VNF a élaboré en 2010 un « projet pour la voie d'eau », résultant d'études et de réflexions menées en lien avec l'État. Ce plan stratégique à l'horizon de 2018 vise à atteindre les objectifs de développement du transport fluvial et à assurer l'avenir de l'ensemble du réseau navigable.

La réforme de la gouvernance de VNF facilitera certes la bonne gestion de l'établissement, mais comment celui-ci pourra-t-il accomplir ses missions sans bénéficier de garanties financières ?

Le Gouvernement a promis 840 millions d'euros pour financer le programme d'investissements, de modernisation et de mise en sécurité du réseau sur la période 2011-2013. Ce programme devrait coûter au total 2,5 milliards d'euros d'ici à 2018 : nous sommes loin du compte ! Selon le Gouvernement, il s'agit d'un effort « sans précédent ». Ce financement repose notamment sur une augmentation de la taxe hydraulique. Pourtant, cette même taxe a été plafonnée dans le projet de loi de finances pour 2012, au prétexte de l'augmentation de la capacité d'autofinancement de VNF. Il y a là une incohérence sur laquelle nous aimerions obtenir des explications.

La sincérité des engagements du Gouvernement reste donc à vérifier. Ce dernier n'a d'ailleurs pas hésité à prendre des mesures contradictoires. Ainsi, alors qu'il a consacré comme une priorité le développement du transport fluvial dans le Grenelle de l'environnement, il a dans le même temps contribué à la fermeture de nombreux canaux, dans le cadre de l'application de la révision générale des politiques publiques.

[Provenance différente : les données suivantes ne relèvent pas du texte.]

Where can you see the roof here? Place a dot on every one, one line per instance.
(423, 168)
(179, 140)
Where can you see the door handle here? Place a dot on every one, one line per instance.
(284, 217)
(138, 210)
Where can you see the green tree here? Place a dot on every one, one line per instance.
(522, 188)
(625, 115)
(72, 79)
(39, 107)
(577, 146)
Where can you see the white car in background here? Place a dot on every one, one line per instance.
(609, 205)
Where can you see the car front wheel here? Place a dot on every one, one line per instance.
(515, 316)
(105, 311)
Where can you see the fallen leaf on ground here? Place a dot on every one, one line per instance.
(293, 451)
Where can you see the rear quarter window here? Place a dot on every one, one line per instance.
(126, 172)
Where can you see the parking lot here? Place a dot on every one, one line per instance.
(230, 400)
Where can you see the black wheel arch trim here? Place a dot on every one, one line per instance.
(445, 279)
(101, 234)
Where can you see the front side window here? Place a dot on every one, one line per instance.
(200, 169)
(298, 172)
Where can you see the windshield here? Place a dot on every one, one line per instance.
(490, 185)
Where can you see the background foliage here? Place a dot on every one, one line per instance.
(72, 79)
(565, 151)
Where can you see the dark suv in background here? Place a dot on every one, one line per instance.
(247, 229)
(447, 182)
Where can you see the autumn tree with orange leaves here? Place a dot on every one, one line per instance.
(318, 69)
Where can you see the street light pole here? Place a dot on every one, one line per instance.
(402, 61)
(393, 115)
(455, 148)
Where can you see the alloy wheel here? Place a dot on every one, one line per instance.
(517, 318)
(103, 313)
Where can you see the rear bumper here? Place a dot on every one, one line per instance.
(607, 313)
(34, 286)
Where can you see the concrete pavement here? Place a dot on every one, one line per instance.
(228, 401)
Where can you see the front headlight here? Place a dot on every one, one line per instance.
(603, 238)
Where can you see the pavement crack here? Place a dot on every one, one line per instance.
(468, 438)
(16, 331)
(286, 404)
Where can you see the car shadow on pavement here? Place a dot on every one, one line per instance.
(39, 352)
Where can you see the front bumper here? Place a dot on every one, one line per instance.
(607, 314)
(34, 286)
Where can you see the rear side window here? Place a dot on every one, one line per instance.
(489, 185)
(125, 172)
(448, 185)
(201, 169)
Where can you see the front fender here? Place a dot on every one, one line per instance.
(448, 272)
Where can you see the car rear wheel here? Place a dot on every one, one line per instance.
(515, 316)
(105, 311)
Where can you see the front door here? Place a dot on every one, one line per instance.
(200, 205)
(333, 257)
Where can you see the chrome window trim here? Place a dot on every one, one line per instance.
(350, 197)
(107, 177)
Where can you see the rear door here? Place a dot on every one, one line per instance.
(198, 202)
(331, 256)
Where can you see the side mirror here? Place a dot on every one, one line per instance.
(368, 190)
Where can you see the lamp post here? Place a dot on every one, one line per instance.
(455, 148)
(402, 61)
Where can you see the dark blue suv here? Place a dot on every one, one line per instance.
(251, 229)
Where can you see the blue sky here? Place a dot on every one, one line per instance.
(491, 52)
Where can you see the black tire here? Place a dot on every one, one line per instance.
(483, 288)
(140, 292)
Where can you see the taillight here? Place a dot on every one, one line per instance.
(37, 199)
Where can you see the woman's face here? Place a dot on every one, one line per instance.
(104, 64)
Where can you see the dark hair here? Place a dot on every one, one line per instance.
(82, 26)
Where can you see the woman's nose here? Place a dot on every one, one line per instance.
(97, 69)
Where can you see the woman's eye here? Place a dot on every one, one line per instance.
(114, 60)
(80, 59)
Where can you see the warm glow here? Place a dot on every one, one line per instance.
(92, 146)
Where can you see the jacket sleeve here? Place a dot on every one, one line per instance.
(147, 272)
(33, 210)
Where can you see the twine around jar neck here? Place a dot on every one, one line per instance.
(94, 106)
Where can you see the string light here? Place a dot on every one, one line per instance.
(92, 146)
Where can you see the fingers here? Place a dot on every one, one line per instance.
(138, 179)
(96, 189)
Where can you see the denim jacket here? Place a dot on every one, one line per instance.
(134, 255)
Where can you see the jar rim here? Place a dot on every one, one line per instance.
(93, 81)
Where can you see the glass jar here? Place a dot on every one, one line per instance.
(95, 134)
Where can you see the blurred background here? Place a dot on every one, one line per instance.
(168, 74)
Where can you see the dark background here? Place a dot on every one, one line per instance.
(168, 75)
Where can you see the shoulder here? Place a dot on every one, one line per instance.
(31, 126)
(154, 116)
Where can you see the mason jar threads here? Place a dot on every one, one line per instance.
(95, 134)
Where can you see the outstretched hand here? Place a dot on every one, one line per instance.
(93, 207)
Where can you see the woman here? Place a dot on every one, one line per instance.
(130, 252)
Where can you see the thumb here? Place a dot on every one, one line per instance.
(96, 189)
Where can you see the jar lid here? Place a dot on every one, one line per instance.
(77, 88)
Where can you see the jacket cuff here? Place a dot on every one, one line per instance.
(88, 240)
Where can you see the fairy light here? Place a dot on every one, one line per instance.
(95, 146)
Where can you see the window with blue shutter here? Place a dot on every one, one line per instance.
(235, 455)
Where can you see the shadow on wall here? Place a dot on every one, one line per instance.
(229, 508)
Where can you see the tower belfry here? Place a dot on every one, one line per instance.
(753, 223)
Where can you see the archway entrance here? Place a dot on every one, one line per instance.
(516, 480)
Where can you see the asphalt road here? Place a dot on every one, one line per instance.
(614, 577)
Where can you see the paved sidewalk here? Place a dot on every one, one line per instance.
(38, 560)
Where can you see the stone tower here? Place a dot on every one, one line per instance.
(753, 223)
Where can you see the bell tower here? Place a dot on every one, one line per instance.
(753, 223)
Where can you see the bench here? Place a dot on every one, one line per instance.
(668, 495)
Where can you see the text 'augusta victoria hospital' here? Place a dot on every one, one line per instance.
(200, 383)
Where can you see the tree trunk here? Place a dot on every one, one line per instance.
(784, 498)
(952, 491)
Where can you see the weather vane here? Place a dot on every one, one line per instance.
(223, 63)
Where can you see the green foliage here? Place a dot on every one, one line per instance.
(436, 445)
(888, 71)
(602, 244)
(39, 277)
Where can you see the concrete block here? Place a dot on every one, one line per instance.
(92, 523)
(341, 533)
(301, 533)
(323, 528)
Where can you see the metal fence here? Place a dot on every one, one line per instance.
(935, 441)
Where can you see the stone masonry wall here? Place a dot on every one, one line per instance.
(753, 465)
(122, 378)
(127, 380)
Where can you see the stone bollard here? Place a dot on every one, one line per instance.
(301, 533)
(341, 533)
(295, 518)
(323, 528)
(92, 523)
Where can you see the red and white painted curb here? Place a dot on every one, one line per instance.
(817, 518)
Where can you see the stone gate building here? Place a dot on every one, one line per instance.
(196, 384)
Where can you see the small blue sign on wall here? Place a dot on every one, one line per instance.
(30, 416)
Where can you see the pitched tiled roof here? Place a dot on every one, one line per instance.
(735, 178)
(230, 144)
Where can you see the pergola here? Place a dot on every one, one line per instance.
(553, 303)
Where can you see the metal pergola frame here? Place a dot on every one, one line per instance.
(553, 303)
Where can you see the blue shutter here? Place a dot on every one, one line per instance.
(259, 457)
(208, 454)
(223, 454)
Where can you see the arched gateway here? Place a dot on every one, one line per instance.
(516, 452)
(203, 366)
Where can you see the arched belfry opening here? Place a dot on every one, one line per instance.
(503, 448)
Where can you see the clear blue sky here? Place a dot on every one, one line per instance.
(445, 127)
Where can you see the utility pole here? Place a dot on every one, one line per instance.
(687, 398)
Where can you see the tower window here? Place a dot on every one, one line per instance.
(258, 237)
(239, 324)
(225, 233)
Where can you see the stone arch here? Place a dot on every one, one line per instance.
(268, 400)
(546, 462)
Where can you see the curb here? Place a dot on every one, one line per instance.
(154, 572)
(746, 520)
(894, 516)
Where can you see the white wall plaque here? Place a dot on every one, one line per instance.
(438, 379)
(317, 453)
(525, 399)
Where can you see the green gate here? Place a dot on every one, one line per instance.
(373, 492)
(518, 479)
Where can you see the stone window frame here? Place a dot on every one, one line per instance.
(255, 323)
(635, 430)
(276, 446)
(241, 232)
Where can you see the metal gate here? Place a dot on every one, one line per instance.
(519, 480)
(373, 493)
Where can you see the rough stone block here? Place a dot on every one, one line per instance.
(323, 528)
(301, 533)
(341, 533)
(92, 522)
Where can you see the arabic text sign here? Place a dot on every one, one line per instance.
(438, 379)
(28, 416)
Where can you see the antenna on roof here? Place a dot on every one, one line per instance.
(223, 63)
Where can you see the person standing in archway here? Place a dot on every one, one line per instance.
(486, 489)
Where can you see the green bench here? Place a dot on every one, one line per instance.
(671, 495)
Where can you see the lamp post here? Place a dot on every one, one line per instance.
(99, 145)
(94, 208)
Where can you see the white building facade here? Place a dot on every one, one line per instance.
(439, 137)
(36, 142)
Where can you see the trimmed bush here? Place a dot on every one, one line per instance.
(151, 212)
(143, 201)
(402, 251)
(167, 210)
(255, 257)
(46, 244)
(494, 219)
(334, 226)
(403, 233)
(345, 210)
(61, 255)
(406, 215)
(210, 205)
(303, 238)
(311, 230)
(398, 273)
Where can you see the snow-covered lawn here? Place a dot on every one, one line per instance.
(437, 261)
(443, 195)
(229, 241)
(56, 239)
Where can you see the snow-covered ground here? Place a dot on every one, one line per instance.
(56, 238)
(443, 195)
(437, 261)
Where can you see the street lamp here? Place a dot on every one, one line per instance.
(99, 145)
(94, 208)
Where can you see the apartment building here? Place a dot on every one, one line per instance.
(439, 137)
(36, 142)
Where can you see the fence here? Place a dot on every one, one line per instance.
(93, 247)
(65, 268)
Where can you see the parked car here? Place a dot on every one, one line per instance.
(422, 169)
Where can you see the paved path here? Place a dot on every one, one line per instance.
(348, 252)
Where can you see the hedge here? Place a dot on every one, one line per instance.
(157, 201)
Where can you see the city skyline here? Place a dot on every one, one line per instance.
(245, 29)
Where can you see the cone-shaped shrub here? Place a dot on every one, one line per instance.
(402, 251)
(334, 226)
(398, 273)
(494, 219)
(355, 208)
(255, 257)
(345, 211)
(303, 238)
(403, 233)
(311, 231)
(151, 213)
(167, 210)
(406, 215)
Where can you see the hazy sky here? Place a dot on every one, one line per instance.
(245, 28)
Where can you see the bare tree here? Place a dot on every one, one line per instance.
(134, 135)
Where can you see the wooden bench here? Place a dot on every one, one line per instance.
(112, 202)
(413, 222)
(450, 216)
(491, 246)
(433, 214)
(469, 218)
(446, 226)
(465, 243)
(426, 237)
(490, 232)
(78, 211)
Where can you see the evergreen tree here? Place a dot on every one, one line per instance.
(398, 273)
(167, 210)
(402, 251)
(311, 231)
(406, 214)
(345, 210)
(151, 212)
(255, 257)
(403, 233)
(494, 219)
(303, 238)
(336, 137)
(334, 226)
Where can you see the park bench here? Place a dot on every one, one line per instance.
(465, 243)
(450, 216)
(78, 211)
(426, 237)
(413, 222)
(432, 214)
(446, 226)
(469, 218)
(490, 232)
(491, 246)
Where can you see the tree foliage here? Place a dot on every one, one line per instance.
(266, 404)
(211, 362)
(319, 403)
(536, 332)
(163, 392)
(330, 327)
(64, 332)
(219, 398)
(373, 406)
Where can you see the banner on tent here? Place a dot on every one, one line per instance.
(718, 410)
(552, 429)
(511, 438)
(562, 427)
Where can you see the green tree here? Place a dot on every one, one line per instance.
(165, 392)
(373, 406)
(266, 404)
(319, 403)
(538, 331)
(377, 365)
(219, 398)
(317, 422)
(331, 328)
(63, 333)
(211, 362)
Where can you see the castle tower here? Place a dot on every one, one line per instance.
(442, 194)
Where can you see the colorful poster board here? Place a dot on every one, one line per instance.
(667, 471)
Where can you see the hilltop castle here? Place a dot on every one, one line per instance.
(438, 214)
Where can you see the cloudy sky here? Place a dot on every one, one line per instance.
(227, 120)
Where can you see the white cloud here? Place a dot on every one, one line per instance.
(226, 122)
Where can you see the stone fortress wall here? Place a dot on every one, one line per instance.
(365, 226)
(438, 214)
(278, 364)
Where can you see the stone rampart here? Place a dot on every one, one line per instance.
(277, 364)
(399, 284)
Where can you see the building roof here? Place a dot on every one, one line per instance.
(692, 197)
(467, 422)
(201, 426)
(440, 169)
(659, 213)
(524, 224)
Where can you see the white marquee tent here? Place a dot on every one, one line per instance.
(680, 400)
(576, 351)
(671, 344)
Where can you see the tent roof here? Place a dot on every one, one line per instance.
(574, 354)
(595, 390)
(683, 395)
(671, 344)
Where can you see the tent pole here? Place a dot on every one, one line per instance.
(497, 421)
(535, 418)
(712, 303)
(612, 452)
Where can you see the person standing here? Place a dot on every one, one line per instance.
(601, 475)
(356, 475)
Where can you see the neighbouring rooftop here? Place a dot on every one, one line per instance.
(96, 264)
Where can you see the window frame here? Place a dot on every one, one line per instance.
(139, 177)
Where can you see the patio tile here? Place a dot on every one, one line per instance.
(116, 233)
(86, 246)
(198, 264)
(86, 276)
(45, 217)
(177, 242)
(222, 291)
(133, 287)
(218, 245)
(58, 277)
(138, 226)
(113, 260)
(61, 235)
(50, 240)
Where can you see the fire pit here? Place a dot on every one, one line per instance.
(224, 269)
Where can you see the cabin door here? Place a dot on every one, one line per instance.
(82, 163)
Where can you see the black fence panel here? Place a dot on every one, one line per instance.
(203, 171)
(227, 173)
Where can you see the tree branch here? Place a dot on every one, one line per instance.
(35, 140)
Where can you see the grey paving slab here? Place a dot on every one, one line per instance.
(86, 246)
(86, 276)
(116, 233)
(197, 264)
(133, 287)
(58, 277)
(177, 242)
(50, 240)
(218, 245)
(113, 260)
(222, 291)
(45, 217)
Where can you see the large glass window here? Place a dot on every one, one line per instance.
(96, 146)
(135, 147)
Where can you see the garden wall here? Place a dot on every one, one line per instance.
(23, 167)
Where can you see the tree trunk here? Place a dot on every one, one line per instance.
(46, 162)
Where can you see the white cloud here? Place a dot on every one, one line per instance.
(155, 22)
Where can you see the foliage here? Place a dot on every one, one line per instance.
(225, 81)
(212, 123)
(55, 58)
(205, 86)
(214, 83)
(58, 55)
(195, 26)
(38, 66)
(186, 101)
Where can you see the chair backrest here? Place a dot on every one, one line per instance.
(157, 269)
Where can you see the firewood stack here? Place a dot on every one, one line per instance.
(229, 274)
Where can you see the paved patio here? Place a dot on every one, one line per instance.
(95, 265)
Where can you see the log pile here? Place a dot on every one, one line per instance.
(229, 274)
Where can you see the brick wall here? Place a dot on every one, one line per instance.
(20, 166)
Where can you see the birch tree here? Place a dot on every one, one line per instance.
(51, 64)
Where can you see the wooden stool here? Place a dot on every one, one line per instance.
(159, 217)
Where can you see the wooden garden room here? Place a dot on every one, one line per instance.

Quoi qu'il en soit, pour développer réellement le réseau et rattraper notre retard, il est nécessaire d'aller beaucoup plus loin et de nous donner les moyens de réaliser nos ambitions. Il faut élaborer dès maintenant une grande loi pour le développement des voies d'eau, qui devra aborder notamment la réforme de la fiscalité des voies navigables, en particulier celle de la taxe hydraulique. Je souligne que les collectivités territoriales devront jouer un rôle important dans ce dossier et être parties prenantes à la préparation d'un tel texte, qu'elles réclament depuis longtemps.

Les membres du groupe RDSE et les radicaux de gauche ne sont donc pas opposés à la réforme de la gouvernance de VNF, mais ils attendent de l'État qu'il prenne des engagements beaucoup plus forts en faveur d'une véritable relance de la voie d'eau et apporte une réponse rapide et à la hauteur de la situation s'agissant du canal des Deux-Mers. Dans un esprit constructif, et afin de ne pas compliquer plus encore la fin de cette législature, ils voteront ce projet de loi. (Applaudissements sur la plupart des travées du RDSE, ainsi que sur les travées du groupe socialiste, du groupe écologiste et du groupe CRC.)